If some truly pathetic hacker wants to make the EV charging outlets, just as vulnerable as the trillions of other unprotected outlets out there, I say pat them on the back for a job well done for your average two year old. Maybe younger ... how old and experienced do you have to be to figure out how to plug something into the wall?

Dumb*ss''s

California's green-leccy price system will stifle plug-in cars

Sameer

Another case of Retarded Reporter Syndrome

As a resident of California, and a driver of an electric vehicle, let me assure you that this story is simply stupid, surprised The Reg even picked it up.
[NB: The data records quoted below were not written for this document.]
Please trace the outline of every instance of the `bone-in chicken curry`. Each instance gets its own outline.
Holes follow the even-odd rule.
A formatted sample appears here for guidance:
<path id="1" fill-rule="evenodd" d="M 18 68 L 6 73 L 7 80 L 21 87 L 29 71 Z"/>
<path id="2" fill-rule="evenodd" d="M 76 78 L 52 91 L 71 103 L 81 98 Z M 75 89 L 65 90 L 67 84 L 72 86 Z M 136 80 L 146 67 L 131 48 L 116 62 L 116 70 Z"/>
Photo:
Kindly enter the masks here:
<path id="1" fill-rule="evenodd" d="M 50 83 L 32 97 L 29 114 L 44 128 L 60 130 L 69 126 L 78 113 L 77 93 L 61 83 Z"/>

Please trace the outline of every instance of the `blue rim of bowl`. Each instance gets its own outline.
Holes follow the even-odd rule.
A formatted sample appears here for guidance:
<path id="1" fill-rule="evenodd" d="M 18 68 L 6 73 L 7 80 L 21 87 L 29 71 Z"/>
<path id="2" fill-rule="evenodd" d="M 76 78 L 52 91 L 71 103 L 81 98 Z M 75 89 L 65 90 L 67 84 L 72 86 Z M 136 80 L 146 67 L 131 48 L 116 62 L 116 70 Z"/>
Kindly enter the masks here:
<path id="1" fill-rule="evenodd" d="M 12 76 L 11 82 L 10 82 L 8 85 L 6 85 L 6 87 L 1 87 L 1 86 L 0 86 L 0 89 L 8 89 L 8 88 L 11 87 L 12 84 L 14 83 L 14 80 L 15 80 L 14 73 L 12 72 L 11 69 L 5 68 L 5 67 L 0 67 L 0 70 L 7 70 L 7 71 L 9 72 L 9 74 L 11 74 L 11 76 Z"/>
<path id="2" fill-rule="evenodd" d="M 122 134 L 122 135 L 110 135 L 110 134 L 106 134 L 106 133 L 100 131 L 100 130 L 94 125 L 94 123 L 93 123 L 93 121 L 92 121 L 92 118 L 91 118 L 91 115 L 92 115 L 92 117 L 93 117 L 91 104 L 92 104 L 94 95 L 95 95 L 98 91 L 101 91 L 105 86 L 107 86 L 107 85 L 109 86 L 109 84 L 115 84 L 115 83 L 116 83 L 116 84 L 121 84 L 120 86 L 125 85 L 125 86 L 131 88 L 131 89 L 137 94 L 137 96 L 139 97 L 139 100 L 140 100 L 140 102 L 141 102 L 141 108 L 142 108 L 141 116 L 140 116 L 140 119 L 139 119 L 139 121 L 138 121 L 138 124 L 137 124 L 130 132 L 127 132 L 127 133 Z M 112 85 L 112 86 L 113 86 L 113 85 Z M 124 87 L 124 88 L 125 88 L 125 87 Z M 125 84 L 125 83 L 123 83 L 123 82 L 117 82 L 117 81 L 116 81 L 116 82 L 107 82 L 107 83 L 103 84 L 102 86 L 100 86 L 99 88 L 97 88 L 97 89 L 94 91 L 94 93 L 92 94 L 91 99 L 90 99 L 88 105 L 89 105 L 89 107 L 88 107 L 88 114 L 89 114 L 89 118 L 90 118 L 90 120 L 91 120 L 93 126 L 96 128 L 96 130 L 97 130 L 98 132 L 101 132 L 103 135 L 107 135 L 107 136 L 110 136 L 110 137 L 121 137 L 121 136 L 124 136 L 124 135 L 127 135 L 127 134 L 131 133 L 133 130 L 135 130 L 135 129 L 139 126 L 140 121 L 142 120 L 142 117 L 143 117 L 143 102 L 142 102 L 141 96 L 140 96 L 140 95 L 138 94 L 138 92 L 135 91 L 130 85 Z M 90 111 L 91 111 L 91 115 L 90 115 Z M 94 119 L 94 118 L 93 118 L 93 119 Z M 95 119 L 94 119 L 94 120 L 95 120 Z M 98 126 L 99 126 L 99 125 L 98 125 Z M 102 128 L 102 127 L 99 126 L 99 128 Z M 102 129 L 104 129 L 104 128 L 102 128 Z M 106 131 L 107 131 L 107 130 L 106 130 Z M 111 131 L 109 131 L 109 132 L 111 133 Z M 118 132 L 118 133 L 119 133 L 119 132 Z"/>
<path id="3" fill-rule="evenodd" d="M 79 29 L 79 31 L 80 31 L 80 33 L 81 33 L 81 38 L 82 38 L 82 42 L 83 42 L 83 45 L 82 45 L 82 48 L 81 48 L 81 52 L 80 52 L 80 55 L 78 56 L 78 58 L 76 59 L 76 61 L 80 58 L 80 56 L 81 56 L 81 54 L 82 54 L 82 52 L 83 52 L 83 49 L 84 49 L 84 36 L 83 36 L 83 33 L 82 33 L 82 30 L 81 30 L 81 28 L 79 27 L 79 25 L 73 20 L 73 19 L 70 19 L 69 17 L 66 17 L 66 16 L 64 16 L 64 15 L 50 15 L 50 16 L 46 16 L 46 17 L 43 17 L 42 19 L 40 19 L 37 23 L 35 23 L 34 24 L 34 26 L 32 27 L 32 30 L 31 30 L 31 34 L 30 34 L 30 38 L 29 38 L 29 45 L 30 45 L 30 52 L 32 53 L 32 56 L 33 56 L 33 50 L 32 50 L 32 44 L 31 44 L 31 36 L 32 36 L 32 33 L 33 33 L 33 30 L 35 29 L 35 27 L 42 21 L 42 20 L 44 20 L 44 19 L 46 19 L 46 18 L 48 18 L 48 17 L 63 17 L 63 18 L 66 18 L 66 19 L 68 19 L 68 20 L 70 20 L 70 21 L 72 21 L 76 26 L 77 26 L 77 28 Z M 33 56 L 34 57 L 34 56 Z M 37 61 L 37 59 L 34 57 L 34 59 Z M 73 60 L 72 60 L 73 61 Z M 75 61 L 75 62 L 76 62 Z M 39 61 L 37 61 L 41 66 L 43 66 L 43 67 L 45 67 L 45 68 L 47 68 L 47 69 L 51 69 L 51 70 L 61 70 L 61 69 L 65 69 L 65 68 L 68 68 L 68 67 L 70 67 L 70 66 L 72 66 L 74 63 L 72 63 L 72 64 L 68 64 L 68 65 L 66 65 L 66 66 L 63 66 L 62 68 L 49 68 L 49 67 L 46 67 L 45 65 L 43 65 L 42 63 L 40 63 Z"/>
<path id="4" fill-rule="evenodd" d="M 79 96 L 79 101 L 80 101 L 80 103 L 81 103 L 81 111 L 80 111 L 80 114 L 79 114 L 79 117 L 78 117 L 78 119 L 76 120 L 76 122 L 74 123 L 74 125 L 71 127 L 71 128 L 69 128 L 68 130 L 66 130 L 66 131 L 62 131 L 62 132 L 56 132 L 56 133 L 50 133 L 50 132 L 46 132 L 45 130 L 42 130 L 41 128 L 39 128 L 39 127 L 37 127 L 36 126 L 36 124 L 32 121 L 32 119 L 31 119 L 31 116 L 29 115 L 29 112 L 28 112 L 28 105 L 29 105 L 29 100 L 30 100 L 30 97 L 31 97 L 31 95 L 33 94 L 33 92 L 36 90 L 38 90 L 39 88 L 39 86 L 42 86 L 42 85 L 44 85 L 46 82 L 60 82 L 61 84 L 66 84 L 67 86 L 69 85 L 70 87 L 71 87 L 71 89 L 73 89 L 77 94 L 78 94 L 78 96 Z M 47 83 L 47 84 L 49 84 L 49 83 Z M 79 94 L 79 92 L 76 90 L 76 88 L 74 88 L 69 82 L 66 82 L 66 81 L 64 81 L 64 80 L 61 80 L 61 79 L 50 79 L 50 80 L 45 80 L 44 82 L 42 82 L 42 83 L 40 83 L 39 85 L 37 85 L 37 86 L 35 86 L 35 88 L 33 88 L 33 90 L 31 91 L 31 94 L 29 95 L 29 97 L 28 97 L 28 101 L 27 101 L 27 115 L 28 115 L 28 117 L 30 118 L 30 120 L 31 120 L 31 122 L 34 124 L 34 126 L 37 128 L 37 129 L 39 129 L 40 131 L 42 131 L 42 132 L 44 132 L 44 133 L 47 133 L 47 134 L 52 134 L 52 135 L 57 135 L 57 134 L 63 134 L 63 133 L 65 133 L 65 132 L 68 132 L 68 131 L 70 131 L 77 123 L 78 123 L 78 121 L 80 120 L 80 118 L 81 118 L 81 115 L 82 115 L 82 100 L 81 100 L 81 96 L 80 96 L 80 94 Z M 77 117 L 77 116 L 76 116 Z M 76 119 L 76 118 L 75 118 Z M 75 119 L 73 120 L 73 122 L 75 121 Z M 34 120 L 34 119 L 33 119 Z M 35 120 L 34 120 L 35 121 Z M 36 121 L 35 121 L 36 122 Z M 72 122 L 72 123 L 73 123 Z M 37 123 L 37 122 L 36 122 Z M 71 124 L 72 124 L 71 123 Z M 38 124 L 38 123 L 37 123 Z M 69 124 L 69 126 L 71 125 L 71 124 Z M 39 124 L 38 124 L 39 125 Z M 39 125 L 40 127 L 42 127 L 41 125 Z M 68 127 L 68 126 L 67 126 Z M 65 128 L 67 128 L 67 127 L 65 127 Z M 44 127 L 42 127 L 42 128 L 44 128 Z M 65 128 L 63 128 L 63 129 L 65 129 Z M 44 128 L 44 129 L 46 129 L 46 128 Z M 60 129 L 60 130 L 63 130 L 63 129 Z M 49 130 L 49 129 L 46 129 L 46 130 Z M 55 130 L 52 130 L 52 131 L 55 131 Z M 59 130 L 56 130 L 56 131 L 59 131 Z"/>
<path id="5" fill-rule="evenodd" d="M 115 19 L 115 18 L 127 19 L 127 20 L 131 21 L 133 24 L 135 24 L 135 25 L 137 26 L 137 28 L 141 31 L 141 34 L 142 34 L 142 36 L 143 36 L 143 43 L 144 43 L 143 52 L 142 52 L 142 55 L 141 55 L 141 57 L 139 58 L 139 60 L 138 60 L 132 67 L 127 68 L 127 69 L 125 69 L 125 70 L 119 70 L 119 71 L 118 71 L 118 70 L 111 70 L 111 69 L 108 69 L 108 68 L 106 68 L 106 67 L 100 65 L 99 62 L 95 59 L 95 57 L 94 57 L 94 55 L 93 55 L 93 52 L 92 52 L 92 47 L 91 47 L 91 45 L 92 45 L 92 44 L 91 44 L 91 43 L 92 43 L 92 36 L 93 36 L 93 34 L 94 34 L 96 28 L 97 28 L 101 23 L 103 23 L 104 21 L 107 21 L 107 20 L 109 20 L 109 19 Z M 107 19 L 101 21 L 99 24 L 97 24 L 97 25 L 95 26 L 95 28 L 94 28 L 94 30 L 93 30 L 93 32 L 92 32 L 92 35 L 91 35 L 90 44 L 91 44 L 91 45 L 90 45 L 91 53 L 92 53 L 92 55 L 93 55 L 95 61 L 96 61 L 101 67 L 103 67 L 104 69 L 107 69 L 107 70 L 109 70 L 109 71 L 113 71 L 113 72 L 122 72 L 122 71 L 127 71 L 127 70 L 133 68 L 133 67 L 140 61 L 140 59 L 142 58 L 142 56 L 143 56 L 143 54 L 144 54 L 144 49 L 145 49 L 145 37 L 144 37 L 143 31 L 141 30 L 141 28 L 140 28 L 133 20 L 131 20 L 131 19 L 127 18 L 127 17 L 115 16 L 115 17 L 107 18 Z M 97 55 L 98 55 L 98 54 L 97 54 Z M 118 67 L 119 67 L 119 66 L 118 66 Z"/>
Almost all of California Utilities have a separate EV rate. They install a separate meter at your house, you are billed separately for it, and it is actually MUCH MUCH lower than the general rate on the house ($0.05 USD/kwh for the car vs an average $0.27/kwh for the house in my neighborhood). Not to mention it took my utility 3 years after the electrician installed the meter bank to get around to plugging a meter into it (3 years of free electricity for the car).

Evidently, the reporter didn't bother to ask the utilities for comment (or whoever they asked didn't have a clue). Definitely didn't bother to find an actual OWNER of an EV. All of them would have pointed out the fatal logic flaw in 1/2 a second.

General Motors bitchslaps Tesla with Range Anxiety™

Sameer
FAIL

My grin is real

You should actually drive one of Tesla's roadsters before writing articles like this. They are beyond belief, no need to plaster an imaginary grin on anybody.

I wish GM well with their Volt, but I think The Register missed the point by miles (definitely more than a hop over the pond). It is GM that is on the defensive here. Their Volt is not going to get HOV access stickers (even the current Prius does that), because they couldn't even put enough thought into the engineering process to make sure that they designed it without evaporative emissions. Think about how absurd that is for just a minute. Then let it slowly sink in that GM's range extended EV pollutes more than a hybrid Prius even when it's just sitting in the driveway. What kind of moron would come to market with a product like that?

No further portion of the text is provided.